- Flag Coat of arms
- Location of Győr-Moson-Sopron county in Hungary
- Darnózseli Location of Darnózseli
- Coordinates: 47°50′57″N 17°25′36″E﻿ / ﻿47.84930°N 17.42674°E
- Country: Hungary
- County: Győr-Moson-Sopron

Area
- • Total: 19.61 km^{2} (7.57 sq mi)

Population (2004)
- • Total: 1,595
- • Density: 81.33/km^{2} (210.6/sq mi)
- Time zone: UTC+1 (CET)
- • Summer (DST): UTC+2 (CEST)
- Postal code: 9232
- Area code: 96

= Darnózseli =

Darnózseli is a village in Győr-Moson-Sopron county, Hungary.

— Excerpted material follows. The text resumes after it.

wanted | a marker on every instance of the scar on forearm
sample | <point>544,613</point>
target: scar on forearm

Darnózseli (1600 inhabitants) is located in the center of Szigetköz, which is Hungary's biggest island. It is enclosed by the Old Danube and the Moson Danube.

In Darnózseli, there is a chapel which was constructed in 1787. At that time, the independent parsonage was found. The sanctuary has been restored and can nowadays be visited on the cemetery grounds. The present neoclassical church was built in 1930. The scape of the village is formed by traditional Hungarian residential houses. Another attraction are some 100-year-old oak trees (“Millennium Oaks”), which have been planted in order to honor the 1000th anniversary of the conquest of Hungary. In the Zseli forest, there is a monument to commemorate the Napoleonic battles.

Some Germans and Austrians have already settled in Darnózseli.